2005-05-31 Thread Heyman, Michael
 From: [EMAIL PROTECTED] 
 [mailto:[EMAIL PROTECTED] On Behalf Of James A. Donald
 Sent: Saturday, May 28, 2005 1:48 PM
 
 With bank web sites, experience has shown that only 0.3% of 
 users are deterred by an invalid certificate, probably 
 because very few users have any idea what a certificate 
 authority is, what it does, or why they should care.

I assume you refer to the BankDirect case with the accidentally invalid
certificate.

In this situation, I believe that the users, through hard won experience
with computers, _correctly_ assumed this was a false positive. If an
attack had actually occurred, the users would have been wrong. Luckily
for them, they were correct and did not let the mistake interfere with
their commerce. The one in 300 users that did let the mistake interfere
wasted their time and, perhaps, money if they lost money due to the
delay in access.

As it stands, the system works reasonably well (of course it still has
its share of problems). If 300 out of 300 users wasted time and money
because of the mistake (say if the system were designed so users could
not bypass the possibly bad certificate warning), the security folks in
ivory towers may pat themselves on the back saying, look, the system
works great! - the actual users of the technology would be more then a
little ticked. A brittle system that cannot accept failures will always
have trouble dealing with us fallible types.

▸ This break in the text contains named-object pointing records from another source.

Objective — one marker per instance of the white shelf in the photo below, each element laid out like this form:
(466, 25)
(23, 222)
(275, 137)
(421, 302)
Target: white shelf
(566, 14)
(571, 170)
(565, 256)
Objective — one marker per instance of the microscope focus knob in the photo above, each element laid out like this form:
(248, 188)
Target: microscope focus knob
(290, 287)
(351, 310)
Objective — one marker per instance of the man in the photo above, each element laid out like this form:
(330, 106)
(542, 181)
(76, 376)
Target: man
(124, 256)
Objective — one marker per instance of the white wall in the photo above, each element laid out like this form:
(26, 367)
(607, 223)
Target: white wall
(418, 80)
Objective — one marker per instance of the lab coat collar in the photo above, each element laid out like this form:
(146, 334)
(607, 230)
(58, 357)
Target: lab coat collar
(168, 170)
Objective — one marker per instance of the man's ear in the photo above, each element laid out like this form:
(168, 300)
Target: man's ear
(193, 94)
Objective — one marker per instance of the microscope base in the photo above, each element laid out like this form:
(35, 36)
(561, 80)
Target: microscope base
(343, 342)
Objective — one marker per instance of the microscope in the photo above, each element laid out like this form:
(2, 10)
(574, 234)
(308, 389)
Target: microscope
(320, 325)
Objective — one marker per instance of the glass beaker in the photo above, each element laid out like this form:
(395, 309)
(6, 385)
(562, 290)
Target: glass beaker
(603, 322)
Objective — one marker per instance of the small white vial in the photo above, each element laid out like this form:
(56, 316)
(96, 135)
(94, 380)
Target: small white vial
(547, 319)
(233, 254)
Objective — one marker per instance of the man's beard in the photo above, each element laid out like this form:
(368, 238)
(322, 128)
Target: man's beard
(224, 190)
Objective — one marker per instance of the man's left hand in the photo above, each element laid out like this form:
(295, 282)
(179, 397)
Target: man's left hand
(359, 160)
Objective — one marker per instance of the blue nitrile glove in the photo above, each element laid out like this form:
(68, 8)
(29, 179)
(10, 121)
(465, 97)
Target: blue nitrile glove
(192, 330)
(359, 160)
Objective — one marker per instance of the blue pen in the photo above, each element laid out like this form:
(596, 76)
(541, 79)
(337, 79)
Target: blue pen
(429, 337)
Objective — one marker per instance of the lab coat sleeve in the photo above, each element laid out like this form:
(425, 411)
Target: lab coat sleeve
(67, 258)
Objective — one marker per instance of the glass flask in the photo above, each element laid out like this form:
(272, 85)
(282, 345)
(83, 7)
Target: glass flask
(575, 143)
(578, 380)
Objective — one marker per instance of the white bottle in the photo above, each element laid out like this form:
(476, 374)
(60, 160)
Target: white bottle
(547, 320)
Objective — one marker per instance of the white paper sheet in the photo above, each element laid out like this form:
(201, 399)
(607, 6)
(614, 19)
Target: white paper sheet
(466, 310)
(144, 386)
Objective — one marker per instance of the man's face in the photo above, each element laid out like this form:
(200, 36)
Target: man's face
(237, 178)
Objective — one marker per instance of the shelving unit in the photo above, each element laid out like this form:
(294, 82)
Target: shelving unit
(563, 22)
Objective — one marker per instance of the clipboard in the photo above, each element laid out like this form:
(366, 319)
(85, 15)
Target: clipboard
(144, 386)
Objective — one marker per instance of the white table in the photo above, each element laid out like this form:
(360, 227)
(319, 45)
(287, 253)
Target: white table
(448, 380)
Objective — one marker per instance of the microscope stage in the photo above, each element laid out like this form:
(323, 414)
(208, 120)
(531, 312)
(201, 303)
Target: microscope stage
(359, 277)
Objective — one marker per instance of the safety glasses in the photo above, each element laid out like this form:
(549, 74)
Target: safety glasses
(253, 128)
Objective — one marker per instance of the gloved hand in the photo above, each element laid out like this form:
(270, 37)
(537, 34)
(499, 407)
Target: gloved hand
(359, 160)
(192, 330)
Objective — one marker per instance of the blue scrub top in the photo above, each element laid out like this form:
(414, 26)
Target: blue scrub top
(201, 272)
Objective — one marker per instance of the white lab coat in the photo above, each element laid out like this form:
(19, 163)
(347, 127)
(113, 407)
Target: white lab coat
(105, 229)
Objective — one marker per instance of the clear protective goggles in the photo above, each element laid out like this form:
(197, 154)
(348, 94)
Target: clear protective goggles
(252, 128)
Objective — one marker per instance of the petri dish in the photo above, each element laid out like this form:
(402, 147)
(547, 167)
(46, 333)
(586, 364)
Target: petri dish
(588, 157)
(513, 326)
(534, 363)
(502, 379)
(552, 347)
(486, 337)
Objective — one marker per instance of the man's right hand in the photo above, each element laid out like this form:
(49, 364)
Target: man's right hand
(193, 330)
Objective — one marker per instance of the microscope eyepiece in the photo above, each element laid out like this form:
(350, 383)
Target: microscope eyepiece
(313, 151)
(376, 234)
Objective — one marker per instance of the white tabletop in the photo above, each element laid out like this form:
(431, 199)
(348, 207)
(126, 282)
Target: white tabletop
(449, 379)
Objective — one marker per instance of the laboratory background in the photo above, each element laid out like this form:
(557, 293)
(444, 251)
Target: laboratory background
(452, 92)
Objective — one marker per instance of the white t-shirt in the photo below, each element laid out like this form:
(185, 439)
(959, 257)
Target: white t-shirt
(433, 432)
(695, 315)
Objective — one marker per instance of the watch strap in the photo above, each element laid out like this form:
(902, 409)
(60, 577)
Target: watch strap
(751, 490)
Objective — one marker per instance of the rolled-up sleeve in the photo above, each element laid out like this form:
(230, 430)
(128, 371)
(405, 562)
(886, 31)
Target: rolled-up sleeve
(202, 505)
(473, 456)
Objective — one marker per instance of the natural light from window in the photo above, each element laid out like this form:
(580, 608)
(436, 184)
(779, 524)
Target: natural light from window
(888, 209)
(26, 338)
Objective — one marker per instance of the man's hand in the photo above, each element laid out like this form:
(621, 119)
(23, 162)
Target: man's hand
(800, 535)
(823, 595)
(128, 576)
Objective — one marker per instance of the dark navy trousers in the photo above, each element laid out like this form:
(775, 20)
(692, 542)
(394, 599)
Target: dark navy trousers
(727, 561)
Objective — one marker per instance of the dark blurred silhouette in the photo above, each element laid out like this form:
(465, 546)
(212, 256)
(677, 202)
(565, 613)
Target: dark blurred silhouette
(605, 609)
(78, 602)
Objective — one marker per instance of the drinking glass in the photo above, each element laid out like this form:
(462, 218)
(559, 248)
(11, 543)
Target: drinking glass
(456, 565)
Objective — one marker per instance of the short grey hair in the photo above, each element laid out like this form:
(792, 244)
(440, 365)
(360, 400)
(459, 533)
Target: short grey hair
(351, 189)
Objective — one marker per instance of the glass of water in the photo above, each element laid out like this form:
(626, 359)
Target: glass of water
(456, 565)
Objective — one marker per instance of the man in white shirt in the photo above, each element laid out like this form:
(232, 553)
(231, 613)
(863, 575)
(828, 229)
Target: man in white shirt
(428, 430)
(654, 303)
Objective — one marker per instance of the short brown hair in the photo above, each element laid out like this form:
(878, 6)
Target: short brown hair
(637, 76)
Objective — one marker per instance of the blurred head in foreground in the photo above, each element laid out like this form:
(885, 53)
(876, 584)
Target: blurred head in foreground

I'm not familiar with the BankDirect site, but if it like banking sites
I am used to, it is fairly impersonal and easy to spoof. One way to
reduce the ease-of-spoof factor is to add many ways to identify the bank
web site. If one or two of them fail, the web site is probably still
valid. Ways to identify a site include certificates, personalized
greetings (Hello Michael, Welcome back, you haven't been here in 4 days
and we've missed you), code words, the PetName tool, green light by
anti-phishing software, even the URL and overall look-and-feel. So what
if a couple of them fail? That happens all the time and we have to
expect that and design our systems to work in spite of it.